Labyrinthine Bazaar of Isfahan may equal an endless charm for you!

April 28, 2020 - 18:25

TEHRAN - One of Iran’s most historic and fascinating traditional marketplaces, the sprawling covered Bazaar of Isfahan (locally known as Bazaar-e Bozorg) is situated in a city of the same name.

The Bazaar of Isfahan links the UNESCO-registered Imam Square (originally known as Meydan-e Naqsh-e Jahan) with the Jameh Mosque of Isfahan. Its charms may never end for enthusiasts of Persian culture seeing numerous craftspeople boasting skills in the mazing arcades producing handicrafts with copper, woods, ceramics, and wool.

Sometimes called “a city within another”, the bazaar is a maze of lanes, madrasas, caravanserais, and timchehs (domed halls or arcaded centers of a single trade, such as carpet vendors or coppersmiths).
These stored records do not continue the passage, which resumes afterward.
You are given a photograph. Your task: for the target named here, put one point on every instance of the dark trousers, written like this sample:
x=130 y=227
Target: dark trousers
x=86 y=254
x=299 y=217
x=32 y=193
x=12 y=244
It can be entered at dozens of points, but the main entrance is via the Qeysarieh Portal at the northern end of Naqsh-e Jahan Square.

At its busiest in the mornings, the bazaar’s arched passageways are topped by a series of small perforated domes, each spilling shafts of light onto the commerce below. While the oldest parts of the bazaar (those around the mosque) are more than a thousand years old, most of what can be seen today was built during Shah Abbas’ ambitious expansions of the early 1600s.

Cool in summer and warm in winter, it’s easy to lose half a day wandering the bustling lanes of the bazaar, sniffing the heaps of layered spices and dishes of dried dates, watching shoppers finger colored lengths of material, and pausing to admire the rows of red and white teapots in the many crockery shops.

From another point of view, bazaars are also synonyms of foods, with their unmissable colorful stalls of vegetables, herbs, and spices. Yet, most of these ingredients might be mysterious to a foreign eye. Teahouses help punctuate the walk and a traditional restaurant is a perfect place for lunch.

Browsing through a traditional bazaar may provide new experiences and fresh points of view on the ancient land. Such excursion can be made either in person or by “off-the-beaten-track” tours. Not only it's an opportunity to discover dozens of unique local ingredients, but it's also a chance to taste street foods and delicacies, in some traditional bakery known only by locals and shopkeepers.

People watching and even mingling with them in the bazaars is one of the best ways to take the pulse of the country. Bazaars have traditionally been major economic and social centers in any Iranian city.

Soaked in a rich history, Isfahan was once a crossroads of international trade and diplomacy in Iran and now it is one of Iran’s top tourist destinations for good reasons. The city is filled with many architectural wonders such as unmatched Islamic buildings, bazaars, museums, Persian gardens, and tree-lined boulevards.

Many international travelers to the central Iranian city believe that it equals an endless charm by embracing so many diverse monuments, landscapes, and above all; hospitable people. The historical core of Isfahan is a masterpiece of Safavid-era architecture popularly known as “half of the world” meaning seeing it is relevant to seeing the whole world.